Thursday, December 16, 2004

Churchly Quality Control X: a sad case study

Over at titusonenine and at the Leadership Journal, there is a sad case study of how divisions and poor leadership brought down an ECUSA parish in the aftermath of the 2003 General Convention.

I think there are a number of things relative to church leadership and CQC to be learned from “Trinity” parish. The writer's point that striving for consensus must not become an unanimity trap is especially well taken. Now at my previous church, Denton Bible Church, the elders do insist on unanimity among them. And it seems to have worked well. But I still think insisting on unanimity can be a trap. And it certainly was for this parish.

But for all its good points, I think the article overlooks a more basic problem at the parish. The problems on the parish level after GC 2003 began thus:

During the first Vestry meeting after the crisis, we were considering a motion that would have put the church on record as repudiating the actions of the recent General Convention. As the motion was being discussed, Jane, a liberal member, blurted out on the verge of tears, "If this passes, I'm leaving the church."

And instead of gently saying they hope she stays but they are going to do the right thing, the Vestry let this and other whiny liberals delay and muck everything up.

“Jane” and other liberals should not have been on the Vestry in the first place. You don’t put liberals or anyone else unfaithful to scripture in positions of leadership. If they don’t hold to the authority of God’s word, then they shouldn’t be exercising authority over God’s church, period, no matter how much they contribute or how nice they are or how long she’s been a member, etc.

Yes, excluding liberals from leadership will have a cost in some churches. People and money may leave in hurt and anger. But real discipleship and faithfulness are always costly.

But what if you already have liberals in leadership? Then you respect their leadership as much as you can without being unfaithful to Christ until you can remove them in the proper manner. In the meantime, you don’t let them run the show if you can stop them. If that makes them have a temper tantrum or threaten to leave, you respond graciously, but again you don’t let liberals dictate the direction of the church. Trinity parish was about to head in the right direction in responding to GC 2003 until it let the liberal minority dictate matters. Instead, things became an awful mess.

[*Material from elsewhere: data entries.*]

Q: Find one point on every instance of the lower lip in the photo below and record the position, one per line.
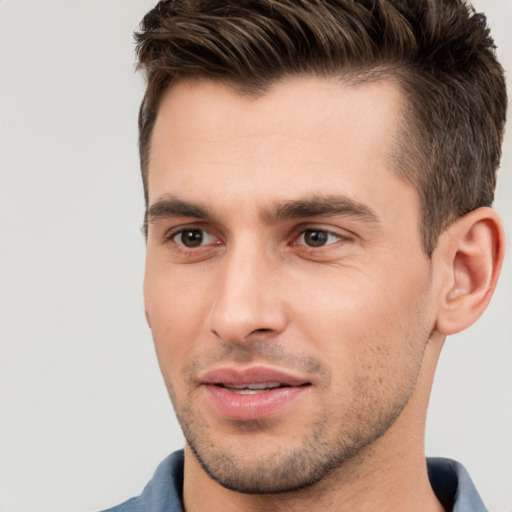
(238, 406)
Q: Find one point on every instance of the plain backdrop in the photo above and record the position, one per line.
(85, 418)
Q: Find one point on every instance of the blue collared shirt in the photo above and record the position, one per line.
(448, 478)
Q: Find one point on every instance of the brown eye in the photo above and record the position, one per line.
(315, 237)
(191, 237)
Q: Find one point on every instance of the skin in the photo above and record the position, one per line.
(356, 315)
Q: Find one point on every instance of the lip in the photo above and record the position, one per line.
(252, 393)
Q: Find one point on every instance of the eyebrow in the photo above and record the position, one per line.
(316, 206)
(322, 206)
(173, 207)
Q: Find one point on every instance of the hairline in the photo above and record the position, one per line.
(409, 161)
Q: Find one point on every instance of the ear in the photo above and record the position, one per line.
(468, 260)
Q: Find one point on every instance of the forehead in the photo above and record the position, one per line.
(303, 136)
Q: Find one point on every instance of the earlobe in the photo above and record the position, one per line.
(470, 253)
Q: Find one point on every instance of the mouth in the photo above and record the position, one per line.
(254, 389)
(253, 393)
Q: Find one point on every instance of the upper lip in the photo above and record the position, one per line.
(252, 375)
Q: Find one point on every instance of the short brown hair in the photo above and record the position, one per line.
(439, 52)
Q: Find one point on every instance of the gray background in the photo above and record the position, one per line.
(85, 418)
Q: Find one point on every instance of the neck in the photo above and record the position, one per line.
(389, 474)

Yes, this post may seem mean. And I don’t want to run liberals out of churches. But a little leaven leavens the whole loaf. Liberals didn’t lead the mainline denominations into apostasy in one day. They began by taking advantage of the niceness of conservatives to get a foothold into leadership positions many years ago. Then over decades they took over session after session, vestry after vestry, presbytery after presbytery, diocese after diocese . . .

It could have been stopped at the parish/congregation level. But orthodox Christians were too stinking nice to do so. They were too nice at Trinity parish, too, and look what happened.

Sometimes, love is being firm and standing for what is right and refusing to back down.